The fall is not due to a single event. “Instead, it reflects deeper economic forces shaping the global financial system,” said Times Darpan in its analysis.

The Triple Shock

Three forces have converged to batter the rupee simultaneously. First, oil. Brent crude moved from around $60 per barrel in mid-February to above $100, and at one point close to $120, as Middle East tensions escalated. “Since India imports roughly 70% of its crude oil in US dollars, surging prices mean India needs far more dollars to pay for imports, widening the trade deficit and putting downward pressure on the rupee,” said Anand Rathi in a commentary.

Second, capital flight. FII outflows have accelerated, with cumulative FY26 withdrawals reaching approximately ₹3.33 lakh crore, exceeding the total outflows of FY25. “April alone saw FII outflows of over ₹70,100 crore. Every exit converts rupees to dollars, amplifying downward pressure,” said Bajaj Broking in an analysis.

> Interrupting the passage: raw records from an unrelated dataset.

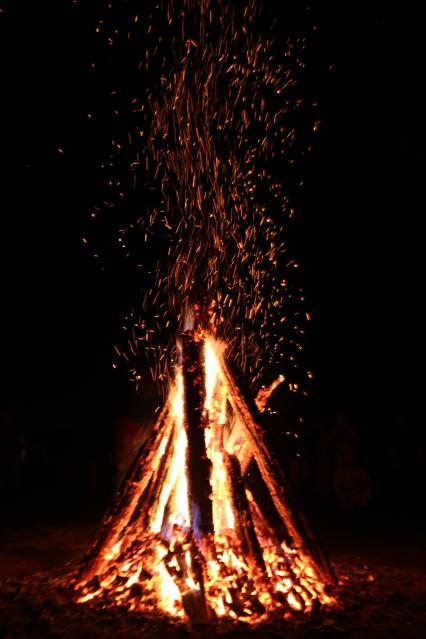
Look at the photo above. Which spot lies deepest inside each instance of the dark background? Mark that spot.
(359, 235)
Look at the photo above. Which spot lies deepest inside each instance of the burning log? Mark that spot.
(278, 487)
(244, 523)
(192, 533)
(198, 464)
(126, 500)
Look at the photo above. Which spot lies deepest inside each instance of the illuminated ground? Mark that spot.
(384, 577)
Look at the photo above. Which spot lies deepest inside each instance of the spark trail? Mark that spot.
(200, 168)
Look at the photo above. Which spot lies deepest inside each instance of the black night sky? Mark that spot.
(359, 231)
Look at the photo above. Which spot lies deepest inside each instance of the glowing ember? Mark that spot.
(164, 554)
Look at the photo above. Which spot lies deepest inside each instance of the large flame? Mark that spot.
(155, 562)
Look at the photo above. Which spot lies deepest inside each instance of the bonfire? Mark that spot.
(204, 526)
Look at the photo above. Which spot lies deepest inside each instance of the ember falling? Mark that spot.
(204, 527)
(196, 184)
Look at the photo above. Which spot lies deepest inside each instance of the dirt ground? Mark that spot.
(382, 591)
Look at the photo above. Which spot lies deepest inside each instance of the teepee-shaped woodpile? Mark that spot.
(204, 527)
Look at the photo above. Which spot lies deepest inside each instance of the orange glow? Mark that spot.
(157, 550)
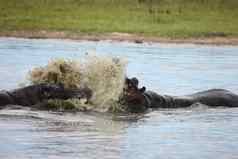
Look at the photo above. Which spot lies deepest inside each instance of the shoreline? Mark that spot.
(212, 40)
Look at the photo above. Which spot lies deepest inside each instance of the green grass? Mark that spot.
(163, 18)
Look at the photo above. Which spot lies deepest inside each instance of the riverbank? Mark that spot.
(213, 40)
(196, 21)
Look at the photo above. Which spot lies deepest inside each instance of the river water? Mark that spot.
(197, 132)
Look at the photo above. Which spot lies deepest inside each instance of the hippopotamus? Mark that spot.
(139, 99)
(34, 95)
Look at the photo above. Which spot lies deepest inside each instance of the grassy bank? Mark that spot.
(162, 18)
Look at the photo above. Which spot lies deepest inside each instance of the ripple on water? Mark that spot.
(170, 69)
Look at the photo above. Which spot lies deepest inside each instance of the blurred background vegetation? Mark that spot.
(163, 18)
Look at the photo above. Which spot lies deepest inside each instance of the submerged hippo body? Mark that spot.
(35, 94)
(140, 100)
(213, 97)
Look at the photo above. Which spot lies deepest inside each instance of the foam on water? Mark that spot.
(105, 75)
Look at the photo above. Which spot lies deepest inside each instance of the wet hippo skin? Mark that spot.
(140, 100)
(35, 94)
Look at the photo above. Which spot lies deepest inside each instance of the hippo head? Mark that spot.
(134, 96)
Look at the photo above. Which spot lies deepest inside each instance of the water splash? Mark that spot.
(105, 75)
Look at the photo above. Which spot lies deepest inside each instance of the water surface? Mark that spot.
(166, 68)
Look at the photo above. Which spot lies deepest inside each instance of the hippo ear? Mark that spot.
(142, 90)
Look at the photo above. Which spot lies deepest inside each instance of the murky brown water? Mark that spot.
(171, 69)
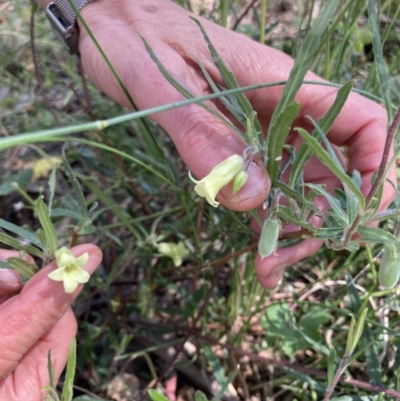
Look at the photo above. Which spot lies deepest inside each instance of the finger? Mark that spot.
(361, 125)
(21, 385)
(202, 140)
(41, 303)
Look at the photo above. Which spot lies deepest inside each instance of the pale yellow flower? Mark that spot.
(219, 176)
(70, 269)
(177, 252)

Third, the tariff blow. US tariffs on Indian exports — including gems, jewellery, electronics, and auto parts — reduced the dollar inflows that would normally support the rupee. “The depreciation accelerated sharply after the April 2025 tariff shock and has not fully recovered since,” said Univest.

The Macro Fault Lines

Beneath the immediate triggers lie structural vulnerabilities. India’s current account deficit for this fiscal year is estimated at $40–50 billion, wider than recent years. A structurally wide CAD is one of the most reliable predictors of sustained rupee depreciation. “Meanwhile, India currently cannot fully leverage export opportunities because its imports remain significantly higher than its exports, and it lacks robust domestic manufacturing capabilities,” added Univest.

RBI’s Response

The RBI has tightened restrictions on banks’ net open currency positions, capping them at $100 million per day to reduce speculative positioning. It also curbed banks’ participation in offshore non-deliverable forward markets, which had been amplifying volatility. But as analysts note, intervention alone looks less effective when oil prices and outflows are both pressuring the rupee simultaneously.

FAQ

Q: How low has the rupee fallen in 2026?

The rupee hit a record low of 95.41 to the dollar by early May 2026 — its worst level in nearly a decade.

Q: Will the rupee hit ₹100 to the dollar?

No mainstream institution projects ₹100 in 2026. Bank of America and ING project a recovery to ₹86–87 if oil eases and a US–India trade deal materialises. The ₹100 level is a bearish multi-year scenario for 2028–30.

Q: What can India do to stabilise the rupee?

Long-term solutions include reducing crude oil dependence through ethanol blending and electric vehicles, boosting domestic manufacturing of currently imported goods like electronics and defence equipment, and expanding exports of medicines and steel.

Q: How does a weaker rupee affect ordinary Indians?

A falling rupee directly raises fuel prices, increases the cost of imported electronics and appliances, pushes up airline fares, and adds pressure to household budgets through generalised inflation.